Clearly, though we must support our good and brave police, our police must deal with their endemic racism. So too, while we bemoan threats to our freedom of expression, we need to do a better job of grasping how some of that expression will affect the psychological state of marginalized members of society who may have become unhinged, and who may happen to have trained as militant fighters and have access to powerful weaponry.
You can’t yell “fire” in a crowded theater. Perhaps, in today’s world, you just can’t idly satirize another person’s religion, either.
This isn’t a question of allowing crazies to censor the rest of us. This is about acknowledging that we live in a bipolar world. On the one side, we have a civilized, liberal, mostly democratic system where free thought and belief and expression are cherished. Within that (closed) system, free speech is of paramount importance. But outside that system, at the other pole, there is tyranny and repression and insanity. There are people who would like to kill you for your thoughts, or at any rate to have you fear they would. It is foolish to think that our ideal of free expression has any meaning for them.
Once, before the End of History (circa 1991), we lived happily in a world where these two poles existed apart, but since then the two poles have been colliding, for better and for worse. We have tried, perhaps naively, to take over the world with our system, to spread liberty even where it seemed unable to find a foothold. Lately, some of the nastier elements of the opposite pole have been trying to take over us instead.
What do we do?
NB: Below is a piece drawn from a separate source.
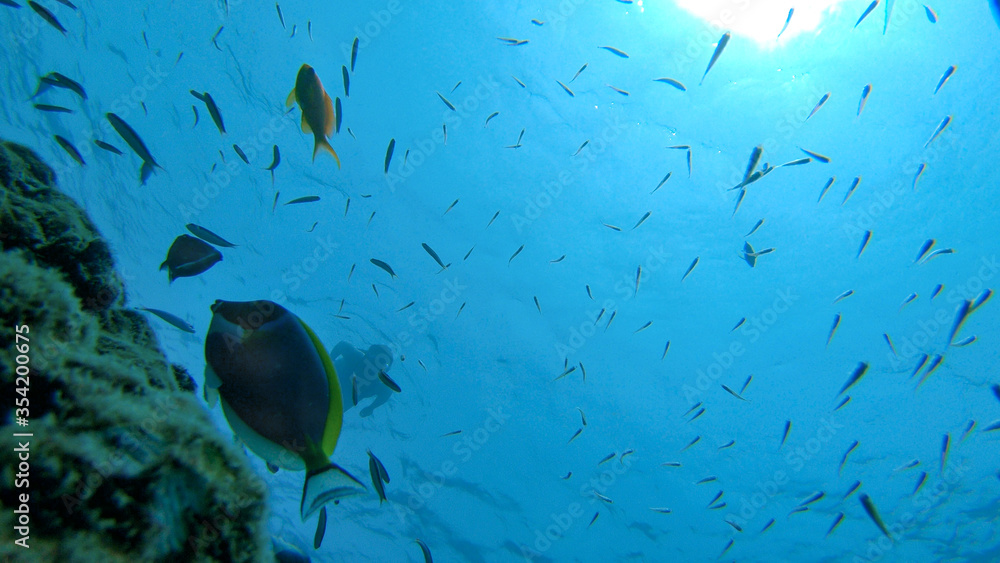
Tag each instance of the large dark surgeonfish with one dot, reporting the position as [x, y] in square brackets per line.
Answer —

Some say we must “get rid of the crazies”. That is hard to do when crazies are home-grown and their poisoned mentality has metastasized so far among the marginalized members of society. Who knows where the next crazy lurks? The “get rid of them” response also risks veering into Islamophobia, igniting race wars and raising the specter of pogroms. Others say we should embrace the marginalized, cure what alienates and oppresses them, and hope that will lead to fewer crazies popping up. I like the latter approach much better, but it will be the harder of the two to follow.
The only correct response to Charlie Hebdo is to metaphorically bake a cake: support a devout Muslim group that’s fighting extremism, whether by building girls’ schools or publishing a moderate newspaper or targeting poverty. The two poles of our world must come together eventually. We must work to ensure this happens harmoniously, not violently. We must do it with bravery, love and without yelling “fire”.